Kusama exhibited her first Infinity Net paintings in New York in 1959. Using white paint on glazed black background and employing the minimal repeated gesture of a single touch of the brush, Kusama’s revolutionary paintings responded critically to the emotionally and semiotically charged brushstrokes of Jackson Pollock and Willem de Kooning. Albeit a relative novice to oil painting at the time, Kusama was able to at once firmly grasp and radically redefine the medium in bold defiance of gestural abstraction, meting out the ecstatic masculine gesture into dainty increments and forging a sophisticated feminine aesthetics of obsession and repetition. Replacing the expressive gesture with an exhaustive one, Kusama’s meticulous and labor-intensive methods literally pushed painting to its limits. The New York art scene was fascinated, with critics describing her work in oceanic terms: ‘huge’ in scale and composed of ‘innumerable small arcs’, like waves (Mignon Nixon, “Infinity Politics”, in Kusama Yayoi, Tate Publishing, London, 2012, p. 179).
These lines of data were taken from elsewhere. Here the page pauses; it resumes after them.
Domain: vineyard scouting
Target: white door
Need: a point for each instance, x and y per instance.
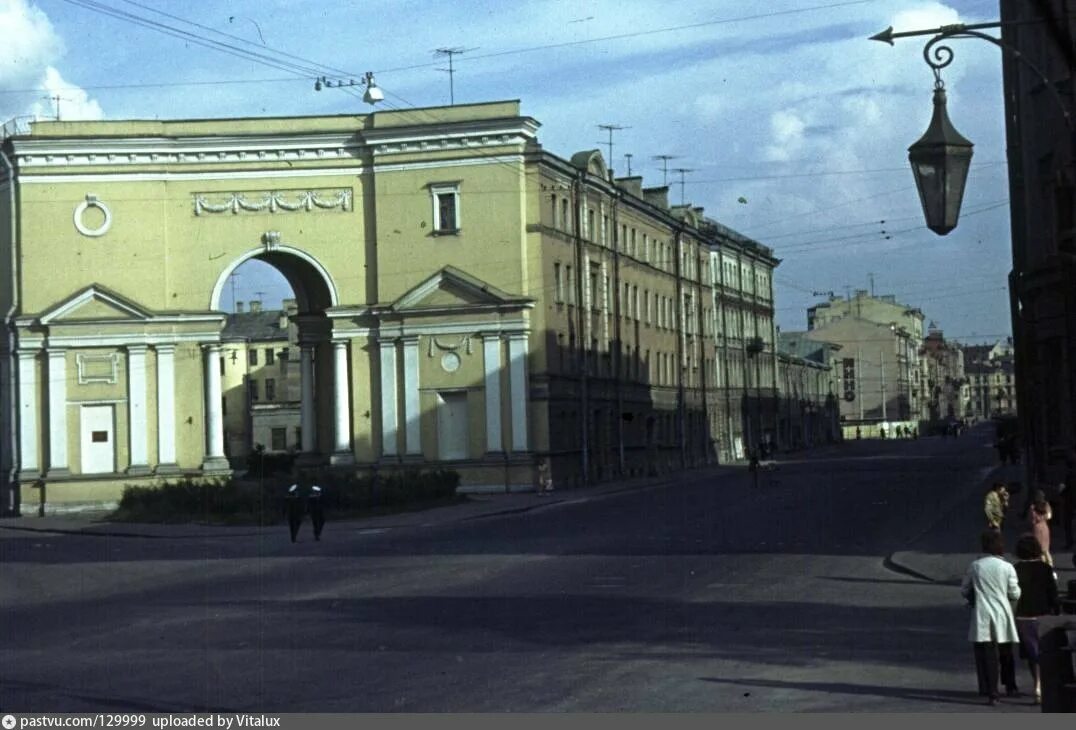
(98, 439)
(452, 432)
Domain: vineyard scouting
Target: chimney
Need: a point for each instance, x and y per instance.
(656, 196)
(288, 308)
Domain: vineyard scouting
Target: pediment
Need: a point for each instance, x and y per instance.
(95, 304)
(453, 289)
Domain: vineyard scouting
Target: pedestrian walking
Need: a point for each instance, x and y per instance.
(1038, 518)
(316, 509)
(1038, 597)
(989, 586)
(994, 505)
(544, 477)
(294, 509)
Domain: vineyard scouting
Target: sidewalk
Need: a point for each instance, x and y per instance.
(477, 506)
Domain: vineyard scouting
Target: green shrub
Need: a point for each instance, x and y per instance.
(231, 501)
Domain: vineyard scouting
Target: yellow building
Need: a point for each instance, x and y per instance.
(464, 298)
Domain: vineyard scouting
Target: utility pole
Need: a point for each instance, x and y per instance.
(859, 378)
(682, 171)
(451, 53)
(881, 367)
(610, 128)
(665, 166)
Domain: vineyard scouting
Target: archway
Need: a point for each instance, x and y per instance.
(283, 382)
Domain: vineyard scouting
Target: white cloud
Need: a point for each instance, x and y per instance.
(32, 48)
(70, 101)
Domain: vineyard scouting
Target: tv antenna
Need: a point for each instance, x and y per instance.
(610, 128)
(665, 166)
(56, 98)
(682, 171)
(451, 53)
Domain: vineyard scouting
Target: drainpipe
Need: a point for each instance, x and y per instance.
(619, 332)
(581, 319)
(10, 505)
(678, 311)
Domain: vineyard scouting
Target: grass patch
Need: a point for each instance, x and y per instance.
(263, 502)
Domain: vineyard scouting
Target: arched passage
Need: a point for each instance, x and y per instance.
(314, 289)
(324, 397)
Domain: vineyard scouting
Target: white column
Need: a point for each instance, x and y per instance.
(341, 447)
(307, 404)
(518, 381)
(491, 361)
(29, 463)
(57, 412)
(215, 460)
(137, 419)
(388, 446)
(412, 423)
(166, 409)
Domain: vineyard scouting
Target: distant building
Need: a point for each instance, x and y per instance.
(260, 383)
(873, 370)
(991, 379)
(944, 384)
(808, 406)
(1043, 213)
(905, 324)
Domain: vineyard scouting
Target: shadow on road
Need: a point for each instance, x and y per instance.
(943, 697)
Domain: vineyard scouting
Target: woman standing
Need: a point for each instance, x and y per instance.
(994, 505)
(1038, 517)
(1038, 597)
(989, 585)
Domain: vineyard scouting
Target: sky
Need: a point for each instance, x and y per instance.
(793, 127)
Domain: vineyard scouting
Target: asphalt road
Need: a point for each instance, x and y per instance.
(708, 595)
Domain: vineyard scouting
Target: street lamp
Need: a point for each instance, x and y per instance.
(939, 162)
(942, 156)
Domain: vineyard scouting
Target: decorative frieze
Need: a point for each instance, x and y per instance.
(97, 368)
(272, 201)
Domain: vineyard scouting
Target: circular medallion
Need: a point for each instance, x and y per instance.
(91, 201)
(450, 361)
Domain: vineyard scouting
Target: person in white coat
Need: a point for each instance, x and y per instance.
(990, 586)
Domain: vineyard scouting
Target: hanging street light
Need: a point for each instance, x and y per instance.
(940, 158)
(939, 163)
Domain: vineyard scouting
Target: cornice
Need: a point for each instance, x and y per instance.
(42, 153)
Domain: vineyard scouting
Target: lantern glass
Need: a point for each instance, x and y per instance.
(939, 163)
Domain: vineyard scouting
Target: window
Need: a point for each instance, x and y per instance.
(446, 208)
(279, 439)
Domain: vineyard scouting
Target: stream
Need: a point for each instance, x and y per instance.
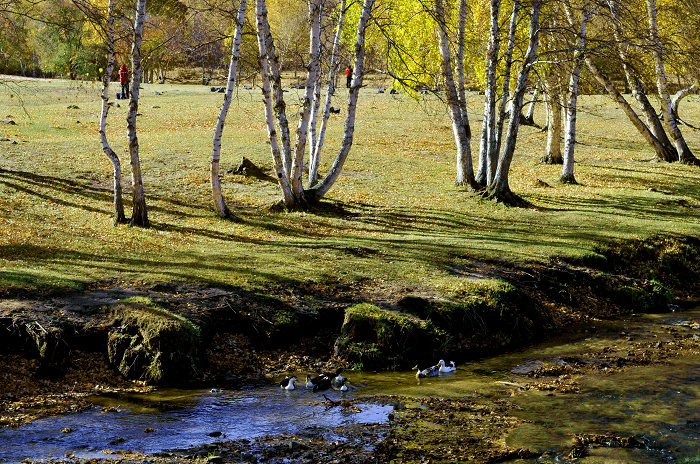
(659, 403)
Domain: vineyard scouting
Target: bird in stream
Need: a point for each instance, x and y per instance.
(445, 369)
(431, 371)
(288, 383)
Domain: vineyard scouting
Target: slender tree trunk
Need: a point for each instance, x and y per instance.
(506, 75)
(488, 131)
(554, 106)
(139, 216)
(529, 118)
(358, 74)
(499, 189)
(332, 74)
(278, 161)
(678, 97)
(684, 154)
(311, 83)
(626, 107)
(119, 216)
(457, 95)
(279, 105)
(567, 174)
(219, 204)
(653, 122)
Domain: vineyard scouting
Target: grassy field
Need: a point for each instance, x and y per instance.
(398, 218)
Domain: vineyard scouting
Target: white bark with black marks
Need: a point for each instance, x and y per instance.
(684, 153)
(119, 216)
(330, 91)
(358, 74)
(278, 161)
(139, 215)
(499, 189)
(219, 204)
(567, 174)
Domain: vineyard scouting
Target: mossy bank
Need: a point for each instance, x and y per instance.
(180, 334)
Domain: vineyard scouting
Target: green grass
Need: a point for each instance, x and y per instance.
(406, 221)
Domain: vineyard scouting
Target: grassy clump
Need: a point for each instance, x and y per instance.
(150, 343)
(396, 218)
(375, 337)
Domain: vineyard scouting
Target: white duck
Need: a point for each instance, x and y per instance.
(288, 383)
(445, 369)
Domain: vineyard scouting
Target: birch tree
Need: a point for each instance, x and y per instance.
(119, 216)
(487, 148)
(567, 174)
(317, 142)
(684, 154)
(499, 189)
(219, 204)
(139, 216)
(288, 164)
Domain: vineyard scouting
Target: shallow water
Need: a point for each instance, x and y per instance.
(659, 403)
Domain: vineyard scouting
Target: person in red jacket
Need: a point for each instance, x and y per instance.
(124, 80)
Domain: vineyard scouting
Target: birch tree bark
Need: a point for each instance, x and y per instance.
(219, 204)
(684, 154)
(506, 75)
(456, 95)
(638, 92)
(499, 190)
(634, 118)
(119, 216)
(317, 147)
(277, 157)
(139, 215)
(311, 83)
(322, 187)
(487, 151)
(567, 174)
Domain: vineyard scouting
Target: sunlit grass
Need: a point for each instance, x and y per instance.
(402, 218)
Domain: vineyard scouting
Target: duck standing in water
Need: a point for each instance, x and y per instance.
(446, 369)
(339, 383)
(431, 371)
(288, 383)
(318, 383)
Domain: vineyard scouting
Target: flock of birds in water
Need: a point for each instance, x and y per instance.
(338, 382)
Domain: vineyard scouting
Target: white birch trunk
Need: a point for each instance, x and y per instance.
(279, 105)
(553, 150)
(311, 83)
(139, 216)
(278, 161)
(506, 75)
(639, 93)
(499, 190)
(684, 153)
(678, 97)
(119, 216)
(219, 204)
(490, 104)
(457, 113)
(567, 174)
(358, 74)
(332, 74)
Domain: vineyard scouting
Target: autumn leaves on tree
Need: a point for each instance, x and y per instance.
(504, 48)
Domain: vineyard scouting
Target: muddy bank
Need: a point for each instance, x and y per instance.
(135, 335)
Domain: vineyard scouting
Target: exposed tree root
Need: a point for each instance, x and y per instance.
(568, 179)
(507, 197)
(549, 159)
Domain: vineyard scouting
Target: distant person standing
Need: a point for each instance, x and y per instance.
(124, 80)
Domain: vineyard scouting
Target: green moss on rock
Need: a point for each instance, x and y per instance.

“This was my epic, summing up all I was”, Kusama once remarked. “And the spell of the dots and the mesh enfolded me in a magical curtain of mysterious, invisible power” (Kusama Yayoi, Infinity Net, London, 2011, p. 23). Diagnosed with an obsessional neurosis, Kusama used her art to ‘self-obliterate’ hallucinatory visions through the process of compulsive reproduction of dots and arcs. Her art was that of epic excess, exuding an infinitely self-perpetuating momentum that engulfs and overwhelms even as it entrances and enthralls. In a conversation with Gordon Brown in 1964 the artist declared: “My nets grew beyond myself and beyond the canvases I was covering with them. They began to cover the walls, the ceiling, and finally the whole universe. I was always standing at the centre of the obsession, over the passionate accretion and repetition inside of me” (Kusama Yayoi in conversation with Gordon Brown in 1964 in: Laura Hoptman, Yayoi Kusama, London 2000, p. 103). Compulsively painting, often for days at a time, Kusama’s high-intensity process is integral to the meaning of her celebrated Nets series: each dot, loop and arc profoundly indexical to her very being. Eventually, Kusama came to terms with her polka dotted ‘world’, coming up with her own ‘polka dot philosophy’: “I had a desire to foretell and estimate the infinity of our vast universe with the accumulation of units of net, a negative of dots. How profound is the mystery of the infinity that is infinite across the cosmos. By perceiving this I want to see my own life. My life, a dot, namely, one among millions of particles. It was in 1959 that I gave my manifesto that [my art] obliterates myself and other with the void of a net woven with an astronomical accumulation of dots” (Frances Morris, ‘Yayoi Kusama: “My Life, a Dot,”’ in Yayoi Kusama Obsesión infinita, exh. Cat., Malba Costantini Foundation, Buenos Aires, 2013, p.193).

Executed in 1992, the current lot employs acrylic paint instead of oil – a critical transition that the artist undertook in the late 1970s as a homecoming return to water-based medium: the artist began her career with nihonga, traditional Japanese watercolor. The quick drying time of acrylic attests to Kusama’s heightened ambition as well as skill, stamina and endurance after decades of ceaseless painting. With each dot and each arc marking a moment of time passing but not past, Kusama’s laborious technique “exiles narrative in preference to the temporality of enactment”, dilating time and space. A mature and rare reincarnation of Kusama’s original Nets canvases that presents a sublime amalgamation of the polka dot and the net, Infinity Flower Petals epitomizes the artist’s unique brand of cosmic abstraction and ethereal infiniteness.